Wednesday, January 28, 2009

I just finished reading The Brand Bubble by two senior Y&R Execs. John Gerzema and Ed LeBar.

The book is great. it brings together the threads from 'Competing for the Future' to BAV really well and shows a huge grasp of the impact of technology etc etc. It deserves the praise that it is getting from the Business Press -

The Brand Bubble #12 on Business Week’s Best Seller List #1 on CEORead’s Monthly Top 25 Best Selling Business Books #3 Best Business Book for 2008 By Amazon’s editors Best Book of 2008 in the marketing /advertising category, CEORead Advertising Age List Of Tens: Books You Should Have Read: “A wake-up call for marketers.” - Harvard Business Review “A huge reassessment of brand-owning companies may still lie ahead.” - FT “Could a collapse in brand valuations be the next bursting of a financial bubble?” - Los Angeles Times “Fasten your seatbelts for when the bubble bursts.” - Toronto Globe & Mail “What Corporate America is Reading” - Sacramento Bee

The Book outlines a really thorough approach and I have heard many people talk of doing this as an agency but I think agencies are all trapped by the need to make ads do logos etc in order to liquidate their costs of creative directors and writers etc etc.
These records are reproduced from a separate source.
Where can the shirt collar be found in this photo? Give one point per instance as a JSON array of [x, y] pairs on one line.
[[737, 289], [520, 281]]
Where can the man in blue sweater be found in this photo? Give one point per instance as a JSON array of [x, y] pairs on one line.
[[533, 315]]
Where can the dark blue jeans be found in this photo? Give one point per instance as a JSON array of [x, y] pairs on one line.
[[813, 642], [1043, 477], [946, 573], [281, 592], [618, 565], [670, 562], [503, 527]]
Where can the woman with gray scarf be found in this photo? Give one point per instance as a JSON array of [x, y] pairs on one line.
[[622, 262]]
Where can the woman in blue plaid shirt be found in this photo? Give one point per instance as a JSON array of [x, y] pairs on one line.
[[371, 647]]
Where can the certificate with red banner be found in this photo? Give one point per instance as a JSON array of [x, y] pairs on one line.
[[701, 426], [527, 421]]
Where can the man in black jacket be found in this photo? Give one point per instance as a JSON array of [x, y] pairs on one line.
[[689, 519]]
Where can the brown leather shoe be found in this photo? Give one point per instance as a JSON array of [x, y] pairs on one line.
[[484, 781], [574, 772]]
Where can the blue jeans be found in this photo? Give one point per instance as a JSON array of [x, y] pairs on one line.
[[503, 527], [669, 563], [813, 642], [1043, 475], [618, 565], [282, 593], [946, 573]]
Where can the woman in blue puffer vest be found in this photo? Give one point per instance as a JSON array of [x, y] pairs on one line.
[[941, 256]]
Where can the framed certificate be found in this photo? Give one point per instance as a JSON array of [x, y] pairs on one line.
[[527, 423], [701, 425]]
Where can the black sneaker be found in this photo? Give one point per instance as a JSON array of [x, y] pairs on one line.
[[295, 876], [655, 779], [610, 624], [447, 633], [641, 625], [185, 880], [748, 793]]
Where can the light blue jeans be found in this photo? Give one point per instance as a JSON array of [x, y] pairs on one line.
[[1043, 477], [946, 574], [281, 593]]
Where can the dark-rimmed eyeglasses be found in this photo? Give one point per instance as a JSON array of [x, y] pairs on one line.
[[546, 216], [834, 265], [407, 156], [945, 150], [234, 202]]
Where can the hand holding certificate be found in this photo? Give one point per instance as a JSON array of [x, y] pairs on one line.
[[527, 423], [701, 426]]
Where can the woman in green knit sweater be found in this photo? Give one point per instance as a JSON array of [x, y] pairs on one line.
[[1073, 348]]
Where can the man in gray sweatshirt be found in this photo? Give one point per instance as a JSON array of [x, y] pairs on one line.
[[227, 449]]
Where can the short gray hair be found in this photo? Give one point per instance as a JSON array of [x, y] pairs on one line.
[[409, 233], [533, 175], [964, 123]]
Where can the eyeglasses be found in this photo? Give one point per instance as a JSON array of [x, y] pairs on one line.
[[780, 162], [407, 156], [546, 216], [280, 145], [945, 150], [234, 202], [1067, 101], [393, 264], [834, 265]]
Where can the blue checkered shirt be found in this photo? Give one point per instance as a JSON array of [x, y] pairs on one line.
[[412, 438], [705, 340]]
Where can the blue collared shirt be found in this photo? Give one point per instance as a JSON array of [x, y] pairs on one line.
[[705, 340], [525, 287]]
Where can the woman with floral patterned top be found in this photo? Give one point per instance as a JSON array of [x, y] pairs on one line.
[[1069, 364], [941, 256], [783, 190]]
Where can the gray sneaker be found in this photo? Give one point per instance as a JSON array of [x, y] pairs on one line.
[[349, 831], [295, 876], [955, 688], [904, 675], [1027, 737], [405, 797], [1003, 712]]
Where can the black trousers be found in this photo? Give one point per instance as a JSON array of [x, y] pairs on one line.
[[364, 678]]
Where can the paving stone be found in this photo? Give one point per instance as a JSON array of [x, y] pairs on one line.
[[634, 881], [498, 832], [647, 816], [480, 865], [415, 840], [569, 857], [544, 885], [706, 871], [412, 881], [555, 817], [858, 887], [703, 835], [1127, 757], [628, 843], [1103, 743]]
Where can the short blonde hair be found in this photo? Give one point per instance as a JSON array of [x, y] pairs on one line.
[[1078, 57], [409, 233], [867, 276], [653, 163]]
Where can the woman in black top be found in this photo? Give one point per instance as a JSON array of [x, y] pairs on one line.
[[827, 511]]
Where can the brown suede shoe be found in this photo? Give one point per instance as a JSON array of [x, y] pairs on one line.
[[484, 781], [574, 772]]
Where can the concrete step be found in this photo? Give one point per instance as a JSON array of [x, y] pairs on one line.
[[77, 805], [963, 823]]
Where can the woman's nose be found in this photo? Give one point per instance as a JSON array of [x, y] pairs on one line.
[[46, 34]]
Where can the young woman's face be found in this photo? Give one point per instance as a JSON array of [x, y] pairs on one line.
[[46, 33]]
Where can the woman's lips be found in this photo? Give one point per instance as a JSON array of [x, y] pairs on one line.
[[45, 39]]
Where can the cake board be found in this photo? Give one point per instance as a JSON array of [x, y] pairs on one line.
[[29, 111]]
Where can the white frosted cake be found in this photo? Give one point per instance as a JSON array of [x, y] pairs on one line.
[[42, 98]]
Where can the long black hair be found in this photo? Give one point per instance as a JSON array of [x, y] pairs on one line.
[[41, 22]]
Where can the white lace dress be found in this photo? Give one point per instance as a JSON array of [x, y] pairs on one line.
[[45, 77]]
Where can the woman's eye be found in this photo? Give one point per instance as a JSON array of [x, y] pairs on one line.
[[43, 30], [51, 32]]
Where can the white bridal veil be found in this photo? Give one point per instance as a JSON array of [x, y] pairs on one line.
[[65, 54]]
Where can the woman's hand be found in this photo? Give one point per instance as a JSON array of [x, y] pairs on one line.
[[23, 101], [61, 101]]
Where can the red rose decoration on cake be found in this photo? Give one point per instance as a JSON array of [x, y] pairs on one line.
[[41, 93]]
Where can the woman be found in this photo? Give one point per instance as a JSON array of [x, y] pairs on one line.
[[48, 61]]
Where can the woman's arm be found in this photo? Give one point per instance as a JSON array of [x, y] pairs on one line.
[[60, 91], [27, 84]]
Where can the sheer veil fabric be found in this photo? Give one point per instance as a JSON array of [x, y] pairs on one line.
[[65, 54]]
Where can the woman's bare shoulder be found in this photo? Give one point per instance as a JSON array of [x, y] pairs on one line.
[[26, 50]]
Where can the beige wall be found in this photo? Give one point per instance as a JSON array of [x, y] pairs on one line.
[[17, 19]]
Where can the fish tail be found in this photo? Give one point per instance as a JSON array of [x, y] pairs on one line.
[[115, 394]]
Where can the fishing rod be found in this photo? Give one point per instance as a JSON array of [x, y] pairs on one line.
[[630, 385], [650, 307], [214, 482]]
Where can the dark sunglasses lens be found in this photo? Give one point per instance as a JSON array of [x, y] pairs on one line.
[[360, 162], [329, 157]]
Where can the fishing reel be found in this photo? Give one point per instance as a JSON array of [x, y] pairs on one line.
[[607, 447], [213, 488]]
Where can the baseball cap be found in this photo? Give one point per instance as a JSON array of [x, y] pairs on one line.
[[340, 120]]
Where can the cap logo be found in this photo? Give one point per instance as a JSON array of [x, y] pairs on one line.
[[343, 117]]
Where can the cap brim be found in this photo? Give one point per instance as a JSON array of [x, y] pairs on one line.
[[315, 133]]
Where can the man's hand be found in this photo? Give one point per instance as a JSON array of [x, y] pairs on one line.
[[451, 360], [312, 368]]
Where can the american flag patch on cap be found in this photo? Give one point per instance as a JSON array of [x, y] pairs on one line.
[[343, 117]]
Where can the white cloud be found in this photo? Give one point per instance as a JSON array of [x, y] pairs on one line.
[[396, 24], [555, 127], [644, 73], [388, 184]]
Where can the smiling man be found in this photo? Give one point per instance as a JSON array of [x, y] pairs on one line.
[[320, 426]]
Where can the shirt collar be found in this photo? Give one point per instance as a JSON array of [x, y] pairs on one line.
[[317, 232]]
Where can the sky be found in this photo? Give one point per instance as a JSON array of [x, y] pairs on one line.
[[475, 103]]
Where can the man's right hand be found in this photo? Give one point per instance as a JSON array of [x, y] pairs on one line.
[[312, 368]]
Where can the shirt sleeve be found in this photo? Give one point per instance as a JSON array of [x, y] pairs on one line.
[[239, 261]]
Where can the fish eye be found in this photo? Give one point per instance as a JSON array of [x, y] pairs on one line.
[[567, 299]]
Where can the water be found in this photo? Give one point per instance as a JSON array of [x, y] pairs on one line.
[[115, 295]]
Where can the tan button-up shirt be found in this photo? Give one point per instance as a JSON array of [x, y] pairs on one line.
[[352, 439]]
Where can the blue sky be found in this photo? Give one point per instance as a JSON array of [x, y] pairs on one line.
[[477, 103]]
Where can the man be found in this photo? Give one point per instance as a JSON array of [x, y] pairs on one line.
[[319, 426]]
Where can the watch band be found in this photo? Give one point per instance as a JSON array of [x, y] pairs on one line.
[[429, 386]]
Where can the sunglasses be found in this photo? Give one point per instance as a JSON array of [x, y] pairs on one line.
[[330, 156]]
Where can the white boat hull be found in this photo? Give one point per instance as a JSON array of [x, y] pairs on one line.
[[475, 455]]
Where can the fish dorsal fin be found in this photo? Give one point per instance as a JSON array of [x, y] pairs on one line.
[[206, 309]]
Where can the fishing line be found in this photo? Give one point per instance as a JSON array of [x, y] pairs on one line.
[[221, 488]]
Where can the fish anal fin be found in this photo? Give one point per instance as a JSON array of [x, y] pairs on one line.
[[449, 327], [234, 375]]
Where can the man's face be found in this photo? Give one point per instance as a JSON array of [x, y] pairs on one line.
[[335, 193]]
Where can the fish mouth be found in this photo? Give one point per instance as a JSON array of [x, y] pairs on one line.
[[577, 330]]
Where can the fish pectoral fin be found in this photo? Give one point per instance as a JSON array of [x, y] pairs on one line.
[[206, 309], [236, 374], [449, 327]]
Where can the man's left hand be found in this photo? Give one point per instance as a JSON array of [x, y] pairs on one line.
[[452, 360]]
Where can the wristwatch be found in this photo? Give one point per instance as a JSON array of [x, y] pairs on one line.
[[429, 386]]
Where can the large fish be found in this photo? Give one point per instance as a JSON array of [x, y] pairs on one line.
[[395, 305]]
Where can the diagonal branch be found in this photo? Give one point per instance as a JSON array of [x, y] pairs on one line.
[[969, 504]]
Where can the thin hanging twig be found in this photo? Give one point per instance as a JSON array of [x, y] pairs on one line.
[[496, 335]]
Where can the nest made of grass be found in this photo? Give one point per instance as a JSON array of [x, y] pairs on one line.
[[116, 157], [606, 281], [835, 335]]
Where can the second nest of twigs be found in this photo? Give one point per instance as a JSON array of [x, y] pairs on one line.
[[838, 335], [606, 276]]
This means they very rarely get to the types of conversations that should arise from the book. The legacy system and IP of the agency hinders their ability to be TRUE brand people (i.e. consumer centric) because they sell a craft (TV Design Web build) and could thus be called craft centric.

If you were to have a business that delivered for clients the things you talked about, how would you do it? My view is that I would have planners who came from say psychology and anthroploogy backgrounds, and project managers who were ex-management consultants who could mix creativity and rigour. I would also have the 'Creative Director' employed by the company - like at Apple and LVMH - and report to the CEO. That would be a good gig!

I would outsource creative to agencies on a project basis and as a creative consultancy orchestrate all agencies on behalf of the client...with the Chief Brand Officer as my client. Anyone know a company where the Chief Brand Officer is a real Role and reports direct to the CEO? That could be fun?

Hmmm...to find a different way to look at clients' needs we need to have a different structure to support a different strategy.